Dans notre numéro d'avant, à la fin de notre reportage sur les luttes d'octobre, on concluait par cette "petite idée" : "Il faudra qu'au lendemain des élections, sur Amiens, on soit capable de bloquer la zone industrielle, les trains, les facs, par exemple. Que des copains se chargent de la même chose à Marseille, à Reims, à Narbonne…
– Ouais, j'y ai réfléchi aussi, glissait Arnaud, jeune cheminot. Tu veux refaire le Front populaire ?

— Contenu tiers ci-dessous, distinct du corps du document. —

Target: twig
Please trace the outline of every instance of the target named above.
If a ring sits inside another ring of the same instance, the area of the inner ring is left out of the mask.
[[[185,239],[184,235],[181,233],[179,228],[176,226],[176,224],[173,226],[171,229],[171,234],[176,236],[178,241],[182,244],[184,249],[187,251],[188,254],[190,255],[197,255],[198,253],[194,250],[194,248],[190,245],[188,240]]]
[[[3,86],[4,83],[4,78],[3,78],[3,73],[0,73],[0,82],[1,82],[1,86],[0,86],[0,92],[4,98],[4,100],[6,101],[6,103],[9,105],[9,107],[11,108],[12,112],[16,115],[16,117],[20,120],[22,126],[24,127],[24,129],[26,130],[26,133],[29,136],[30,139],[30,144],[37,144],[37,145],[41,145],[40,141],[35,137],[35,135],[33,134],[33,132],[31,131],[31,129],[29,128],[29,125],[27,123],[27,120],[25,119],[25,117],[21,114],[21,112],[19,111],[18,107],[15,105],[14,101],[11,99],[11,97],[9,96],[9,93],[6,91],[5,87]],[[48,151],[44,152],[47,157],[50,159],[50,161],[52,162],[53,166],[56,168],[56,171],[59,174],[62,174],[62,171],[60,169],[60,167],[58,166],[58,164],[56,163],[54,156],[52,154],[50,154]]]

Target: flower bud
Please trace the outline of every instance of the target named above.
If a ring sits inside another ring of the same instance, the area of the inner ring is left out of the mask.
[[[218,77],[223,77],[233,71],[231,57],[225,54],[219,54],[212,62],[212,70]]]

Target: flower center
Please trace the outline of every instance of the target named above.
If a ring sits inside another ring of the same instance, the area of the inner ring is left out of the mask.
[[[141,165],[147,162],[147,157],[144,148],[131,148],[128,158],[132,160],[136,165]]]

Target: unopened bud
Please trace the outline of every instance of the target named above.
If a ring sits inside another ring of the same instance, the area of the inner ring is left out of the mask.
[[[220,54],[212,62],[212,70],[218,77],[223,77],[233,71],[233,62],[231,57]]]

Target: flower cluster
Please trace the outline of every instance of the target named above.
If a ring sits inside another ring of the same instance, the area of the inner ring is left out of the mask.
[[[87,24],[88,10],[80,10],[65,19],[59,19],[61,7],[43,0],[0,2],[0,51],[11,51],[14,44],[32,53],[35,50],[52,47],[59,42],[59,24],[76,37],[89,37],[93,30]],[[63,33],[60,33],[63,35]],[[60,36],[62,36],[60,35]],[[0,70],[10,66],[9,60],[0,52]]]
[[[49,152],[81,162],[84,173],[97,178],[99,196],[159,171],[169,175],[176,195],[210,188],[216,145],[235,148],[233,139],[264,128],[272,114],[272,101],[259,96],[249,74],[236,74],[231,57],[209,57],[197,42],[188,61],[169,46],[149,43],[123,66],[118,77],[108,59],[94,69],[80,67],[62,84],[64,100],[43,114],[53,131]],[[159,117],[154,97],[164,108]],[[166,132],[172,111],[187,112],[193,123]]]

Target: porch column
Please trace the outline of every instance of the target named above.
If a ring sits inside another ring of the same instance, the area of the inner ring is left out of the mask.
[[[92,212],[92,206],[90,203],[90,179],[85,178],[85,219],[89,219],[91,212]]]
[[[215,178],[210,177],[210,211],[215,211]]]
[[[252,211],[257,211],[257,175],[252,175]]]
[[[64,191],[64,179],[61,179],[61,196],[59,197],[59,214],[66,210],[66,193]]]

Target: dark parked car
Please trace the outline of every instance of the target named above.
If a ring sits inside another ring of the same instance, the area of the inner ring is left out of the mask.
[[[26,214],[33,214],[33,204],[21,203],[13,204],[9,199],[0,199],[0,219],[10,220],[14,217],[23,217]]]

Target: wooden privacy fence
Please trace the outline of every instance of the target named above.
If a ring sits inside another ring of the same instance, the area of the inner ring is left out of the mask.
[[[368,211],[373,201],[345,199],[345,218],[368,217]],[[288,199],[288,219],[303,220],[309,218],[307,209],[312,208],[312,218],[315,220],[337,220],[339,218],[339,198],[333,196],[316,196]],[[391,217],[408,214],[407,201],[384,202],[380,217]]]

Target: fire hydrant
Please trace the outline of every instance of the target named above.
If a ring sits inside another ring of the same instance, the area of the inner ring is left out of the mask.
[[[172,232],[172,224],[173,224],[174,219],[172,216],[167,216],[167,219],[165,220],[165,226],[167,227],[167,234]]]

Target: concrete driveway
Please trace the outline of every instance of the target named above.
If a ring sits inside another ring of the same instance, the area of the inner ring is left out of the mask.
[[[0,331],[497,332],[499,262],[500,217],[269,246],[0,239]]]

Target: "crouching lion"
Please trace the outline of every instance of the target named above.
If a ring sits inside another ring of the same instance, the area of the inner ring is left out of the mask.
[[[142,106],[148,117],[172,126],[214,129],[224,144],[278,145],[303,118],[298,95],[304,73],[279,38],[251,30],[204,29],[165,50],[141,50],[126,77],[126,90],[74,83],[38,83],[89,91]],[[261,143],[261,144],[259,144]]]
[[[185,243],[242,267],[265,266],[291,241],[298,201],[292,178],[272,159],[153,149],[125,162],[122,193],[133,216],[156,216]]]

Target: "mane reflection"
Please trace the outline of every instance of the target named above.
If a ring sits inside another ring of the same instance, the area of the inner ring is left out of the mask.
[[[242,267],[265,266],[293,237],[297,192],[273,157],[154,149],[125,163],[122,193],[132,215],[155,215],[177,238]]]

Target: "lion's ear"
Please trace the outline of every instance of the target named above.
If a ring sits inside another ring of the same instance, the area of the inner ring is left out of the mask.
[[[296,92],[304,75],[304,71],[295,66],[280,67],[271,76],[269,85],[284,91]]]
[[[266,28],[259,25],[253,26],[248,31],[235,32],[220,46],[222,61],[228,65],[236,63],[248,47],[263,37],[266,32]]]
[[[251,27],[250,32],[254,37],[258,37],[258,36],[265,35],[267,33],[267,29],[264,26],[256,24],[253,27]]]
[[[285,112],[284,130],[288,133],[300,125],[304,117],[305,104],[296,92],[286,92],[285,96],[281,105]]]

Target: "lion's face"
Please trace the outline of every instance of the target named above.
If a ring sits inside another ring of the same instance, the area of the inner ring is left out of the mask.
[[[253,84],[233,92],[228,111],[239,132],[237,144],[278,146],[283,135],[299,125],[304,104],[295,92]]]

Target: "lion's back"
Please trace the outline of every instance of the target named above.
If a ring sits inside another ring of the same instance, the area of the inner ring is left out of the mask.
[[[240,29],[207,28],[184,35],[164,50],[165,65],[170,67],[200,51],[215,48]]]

– Ouais. Je ne vois pas d'autre solution.
– Moi non plus."
Du coup, Dany, lecteur de Provence, nous écrit dans un courriel : "En 2012, la perspective de “saluer” l'élection de DSK par un mouvement social de grande ampleur est très réjouissante. Pour ce faire, continuons à tirer les enseignements du mouvement social d'octobre 2010 et travaillons dès aujourd'hui à l'organisation du prochain mouvement social de mai 2012 qui obligera les sociaux-démocrates à aller au-delà des promesses contenues dans leur programme présidentiel. Un des prochains Tchio Fakir ne pourrait-il pas revenir en détails sur les mouvements sociaux de 1936 ? Quant à nous, sur Aix et Marseille, dans un premier temps, nous allons organiser des “Repaires” [Là-bas si j'y suis] sur le thème : “1936, 2012, comment devenir les acteurs de l'Histoire ?”"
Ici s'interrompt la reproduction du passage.